À l’appui de ses demandes, madame [R] fait valoir, en substance, que, courant 2020, elle a fait l’acquisition auprès de monsieur [Z] [V] d’un immeuble à usage d’habitation, situé [Adresse 3] ([Adresse 7]), comportant une isolation par l’extérieur avec bardage posé en 2018 par la société INTER ISOLATION; qu’elle a constaté une détérioration du bardage au mois de juillet 2021; qu’une expertise amiable a été organisée; que l’expert, dans son rapport, a constaté un défaut de ventilation haute et basse et un défaut de fixation du bardage et a estimé que la responsabilité de l’EURL INTER ISOLATION était engagée; que cette dernière l’a décliné, au motif que l’ancien propriétaire avait signé une décharge de garantie décennale; que cette décharge ne saurait lui être opposable.

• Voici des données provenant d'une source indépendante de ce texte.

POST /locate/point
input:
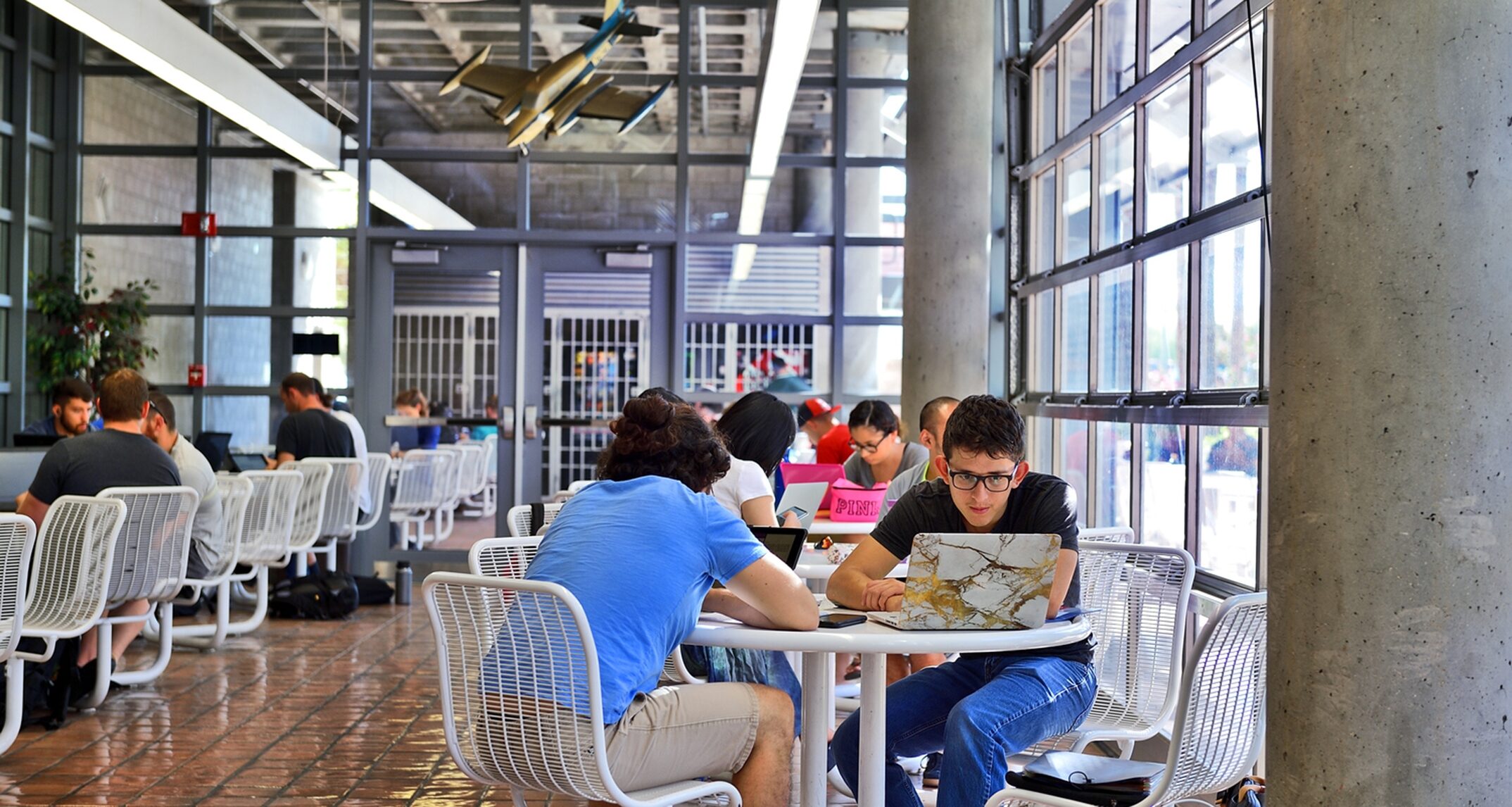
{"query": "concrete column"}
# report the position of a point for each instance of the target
(1392, 460)
(870, 52)
(945, 292)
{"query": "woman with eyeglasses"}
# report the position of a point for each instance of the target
(881, 452)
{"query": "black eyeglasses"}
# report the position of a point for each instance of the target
(995, 482)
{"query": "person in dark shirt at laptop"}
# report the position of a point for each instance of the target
(117, 456)
(983, 706)
(70, 415)
(309, 430)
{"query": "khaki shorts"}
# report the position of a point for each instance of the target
(682, 732)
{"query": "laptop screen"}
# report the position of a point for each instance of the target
(785, 543)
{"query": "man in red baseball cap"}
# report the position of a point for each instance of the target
(831, 439)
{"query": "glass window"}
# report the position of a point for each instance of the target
(1168, 154)
(1078, 76)
(137, 189)
(1166, 321)
(1071, 461)
(1169, 29)
(1047, 87)
(168, 262)
(1163, 511)
(1076, 321)
(874, 280)
(244, 416)
(873, 360)
(238, 351)
(1042, 351)
(738, 357)
(876, 201)
(1231, 268)
(1228, 525)
(1114, 445)
(1116, 328)
(1116, 183)
(779, 280)
(1044, 223)
(604, 197)
(1230, 120)
(1076, 204)
(1118, 49)
(877, 121)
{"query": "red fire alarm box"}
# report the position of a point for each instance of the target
(197, 224)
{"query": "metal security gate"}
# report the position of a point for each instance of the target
(450, 354)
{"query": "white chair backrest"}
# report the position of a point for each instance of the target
(519, 518)
(151, 551)
(310, 507)
(268, 520)
(379, 466)
(422, 480)
(519, 685)
(72, 564)
(1221, 720)
(503, 556)
(1114, 535)
(344, 494)
(235, 493)
(17, 542)
(1138, 601)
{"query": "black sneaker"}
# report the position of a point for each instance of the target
(932, 771)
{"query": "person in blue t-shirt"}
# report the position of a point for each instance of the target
(641, 551)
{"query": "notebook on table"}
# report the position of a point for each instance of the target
(976, 582)
(800, 472)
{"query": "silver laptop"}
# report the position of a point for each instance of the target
(803, 499)
(976, 582)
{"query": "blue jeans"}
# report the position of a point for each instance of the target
(978, 709)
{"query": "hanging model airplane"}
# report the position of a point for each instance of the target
(553, 99)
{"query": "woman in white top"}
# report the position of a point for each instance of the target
(757, 430)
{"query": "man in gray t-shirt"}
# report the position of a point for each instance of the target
(206, 532)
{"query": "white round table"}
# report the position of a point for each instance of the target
(873, 642)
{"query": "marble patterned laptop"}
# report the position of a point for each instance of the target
(976, 582)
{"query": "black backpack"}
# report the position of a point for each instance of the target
(317, 596)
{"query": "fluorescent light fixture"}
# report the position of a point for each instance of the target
(162, 42)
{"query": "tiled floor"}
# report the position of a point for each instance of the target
(300, 712)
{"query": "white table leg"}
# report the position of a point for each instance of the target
(819, 718)
(873, 729)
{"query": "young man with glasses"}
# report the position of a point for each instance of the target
(983, 706)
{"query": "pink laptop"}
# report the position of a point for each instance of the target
(806, 472)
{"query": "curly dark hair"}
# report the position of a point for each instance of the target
(758, 428)
(655, 437)
(985, 423)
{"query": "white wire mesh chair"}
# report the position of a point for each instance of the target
(1136, 599)
(344, 494)
(420, 493)
(379, 466)
(267, 525)
(309, 510)
(486, 501)
(1221, 715)
(150, 560)
(520, 694)
(519, 518)
(17, 542)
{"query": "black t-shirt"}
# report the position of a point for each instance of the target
(1042, 503)
(315, 432)
(89, 463)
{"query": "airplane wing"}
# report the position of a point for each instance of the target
(496, 80)
(620, 105)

Elle justifie de la sorte sa demande de mesure d’instruction et souligne qu’il serait opportun que l’expert se prononce sur la dissociabilité ou non de l’ouvrage.
Elle ajoute que si la société AXA FRANCE IARD est intervenue dans le cadre de l’expertise amiable en qualité d’assureur de la société INTER ISOLATION, le cadre précis de leur relation contractuelle demeure inconnue, de sorte que la communication du contrat d’assurance pendant le chantier ayant abouti au bardage lui est indispensable.

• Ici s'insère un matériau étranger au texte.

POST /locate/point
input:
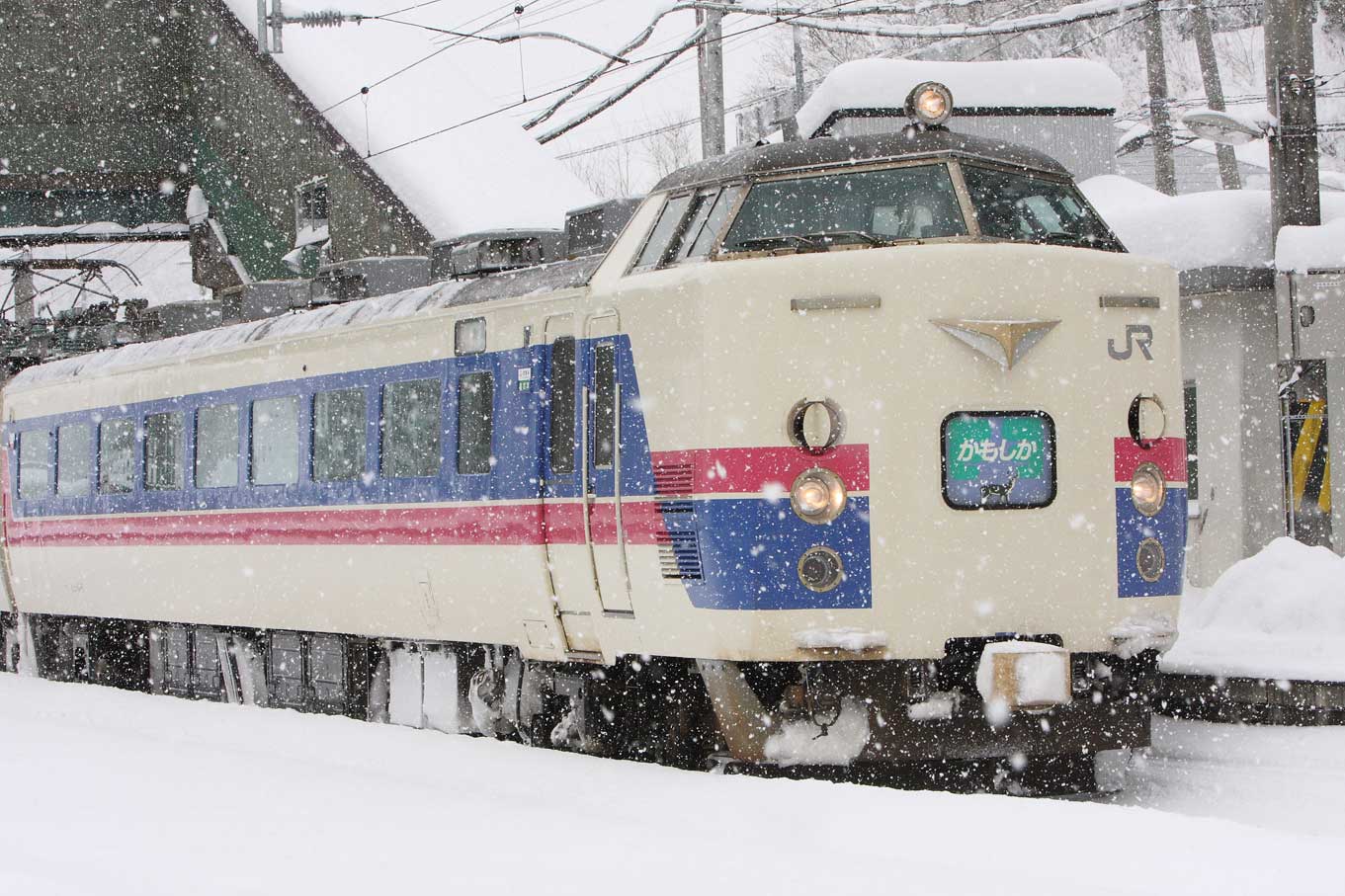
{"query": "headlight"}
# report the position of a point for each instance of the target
(930, 104)
(818, 495)
(1147, 489)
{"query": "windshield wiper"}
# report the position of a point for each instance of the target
(831, 236)
(775, 241)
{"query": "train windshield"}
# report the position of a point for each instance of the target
(860, 207)
(1027, 208)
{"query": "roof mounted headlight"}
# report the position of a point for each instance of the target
(930, 104)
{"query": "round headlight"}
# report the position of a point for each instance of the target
(1150, 560)
(1147, 489)
(930, 104)
(818, 495)
(820, 569)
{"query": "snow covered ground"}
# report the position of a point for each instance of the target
(115, 792)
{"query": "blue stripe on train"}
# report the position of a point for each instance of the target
(751, 549)
(1168, 527)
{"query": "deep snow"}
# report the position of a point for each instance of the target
(1279, 613)
(129, 794)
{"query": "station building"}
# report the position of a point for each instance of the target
(112, 111)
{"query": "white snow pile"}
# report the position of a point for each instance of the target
(1040, 673)
(1303, 249)
(848, 639)
(800, 742)
(883, 84)
(1277, 615)
(1193, 230)
(100, 787)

L’EURL INTER ISOLATION a été présente à l’audience, mais non représentée.
La société AXA FRANCE IARD n’a été ni présente, ni représentée à l’audience.

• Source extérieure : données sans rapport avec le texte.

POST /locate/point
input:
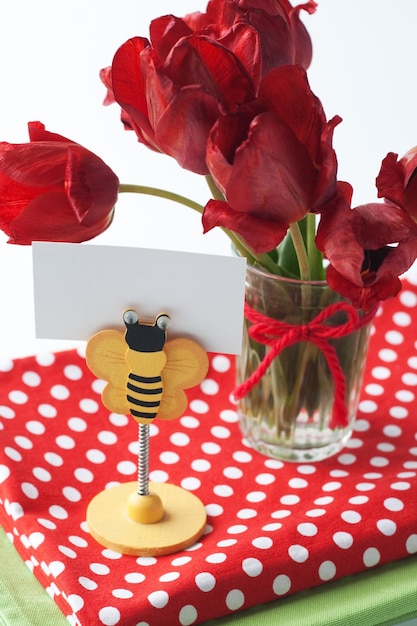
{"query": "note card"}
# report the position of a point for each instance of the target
(80, 289)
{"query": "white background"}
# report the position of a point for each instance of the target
(50, 55)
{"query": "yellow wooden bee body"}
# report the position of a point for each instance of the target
(145, 383)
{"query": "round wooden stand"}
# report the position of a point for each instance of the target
(113, 515)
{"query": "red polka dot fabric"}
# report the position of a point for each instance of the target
(273, 528)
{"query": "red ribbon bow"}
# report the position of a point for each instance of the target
(280, 335)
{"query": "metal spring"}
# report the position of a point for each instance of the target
(143, 460)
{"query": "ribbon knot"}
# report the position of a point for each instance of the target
(279, 335)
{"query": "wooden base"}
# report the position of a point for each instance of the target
(113, 524)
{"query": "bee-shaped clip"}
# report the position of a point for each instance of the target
(145, 373)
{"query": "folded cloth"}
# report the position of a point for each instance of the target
(273, 528)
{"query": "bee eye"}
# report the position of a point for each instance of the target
(163, 321)
(130, 317)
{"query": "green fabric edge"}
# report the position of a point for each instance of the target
(380, 597)
(383, 596)
(23, 600)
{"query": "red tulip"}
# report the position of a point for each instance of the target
(53, 189)
(282, 35)
(273, 163)
(397, 180)
(172, 92)
(368, 247)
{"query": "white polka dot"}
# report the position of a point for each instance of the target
(399, 412)
(134, 578)
(23, 442)
(42, 474)
(307, 529)
(220, 432)
(327, 570)
(47, 410)
(404, 396)
(189, 422)
(209, 387)
(217, 557)
(387, 527)
(159, 476)
(392, 430)
(169, 458)
(237, 529)
(394, 337)
(316, 512)
(298, 553)
(191, 483)
(7, 412)
(255, 496)
(53, 459)
(265, 479)
(411, 544)
(13, 454)
(220, 363)
(214, 510)
(59, 392)
(262, 543)
(18, 397)
(381, 372)
(77, 424)
(109, 615)
(107, 437)
(95, 456)
(199, 406)
(229, 416)
(290, 499)
(246, 514)
(65, 442)
(281, 585)
(126, 468)
(30, 491)
(45, 359)
(280, 514)
(116, 419)
(374, 390)
(298, 483)
(73, 372)
(31, 379)
(332, 486)
(371, 557)
(343, 540)
(71, 554)
(179, 439)
(87, 583)
(100, 569)
(351, 517)
(84, 475)
(35, 427)
(209, 447)
(232, 472)
(347, 459)
(205, 581)
(235, 599)
(188, 615)
(393, 504)
(58, 512)
(242, 457)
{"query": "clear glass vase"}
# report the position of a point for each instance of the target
(288, 413)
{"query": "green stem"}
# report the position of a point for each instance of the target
(162, 193)
(301, 251)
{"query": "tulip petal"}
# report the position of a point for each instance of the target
(260, 234)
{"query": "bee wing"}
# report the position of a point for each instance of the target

À l’issue des débats, l’affaire a été mise en délibéré pour être rendue ce jour.
MOTIFS DE LA DÉCISION
Aux termes de l’article 472 du code de procédure civile, si le défendeur ne comparaît pas, il est néanmoins statué sur le fond, le juge ne faisant droit à la demande que dans la mesure où il l’estime régulière, recevable et bien fondée.
En l’espèce, malgré l’absence de représentation de l’EURL INTER ISOLATION et de la société AXA FRANCE IARD à l’audience, il convient de statuer sur les demandes de madame [R], après avoir vérifié, conformément à l’article précité, que celles-ci sont régulières, recevables et bien fondées.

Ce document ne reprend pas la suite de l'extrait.